Friday, April 9, 2010

Antler Shed Hunting

While walking his property in search of antler sheds recently, Lee County resident Richie Boykin found more than he was expecting. An intact deer skull with both antlers attached was a good find, and one he believes came from a buck his uncle shot, but failed to find, during the 2009 hunting season.

PhotosByBrianCope: Richie Boykin found this deer skull while walking his Lee County property last week.

Saturday, April 3, 2010

It's a Worm, it's a Crawdad, Itzabug!

Stanley Jigs has a new soft plastic lure on the market that incorporates features of several different plastic lures. The 4-inch long Itzabug is like a short plastic worm with crawdad claws and tentacles. The body is made up of flexible rings that give the body a thicker profile, but they also trap air which is then released as tiny air bubbles, adding to the attention-getting features of the lure.

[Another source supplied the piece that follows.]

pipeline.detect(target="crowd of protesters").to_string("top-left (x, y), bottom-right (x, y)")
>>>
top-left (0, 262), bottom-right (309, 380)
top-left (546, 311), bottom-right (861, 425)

I tested out the lure today with help from Morgan Watt. Fishing a friend's pond, we found the Itzabug to be quite the fish-catcher. Having no luck with a white plastic worm, Morgan switched to an Itzabug and caught a largemouth on his next cast. That prompted me to trade my spinnerbait, which had produced no fish, for an Itzabug of my own. A few casts later and I was into a bass myself, but not before Morgan had already landed another.

Morgan was using a worm-weight with his Itzabug and had it Texas-rigged, and I was going weightless. Results were very similar, with Morgan catching 7 bass over the next hour while I caught 8. What impressed us the most was the durability of these little lures. Plastic lures take a beating when you're catching fish--the hook has to pass all the way through the plastic every time you hook a fish, but neither of us had to use a second Itzabug.

The Itzabug is available in 8 colors and can be found wherever you buy fishing tackle. Or order direct from Stanley by visiting their website at

PhotosByBrianCope: Switching to the Itzabug made a good day of fishing.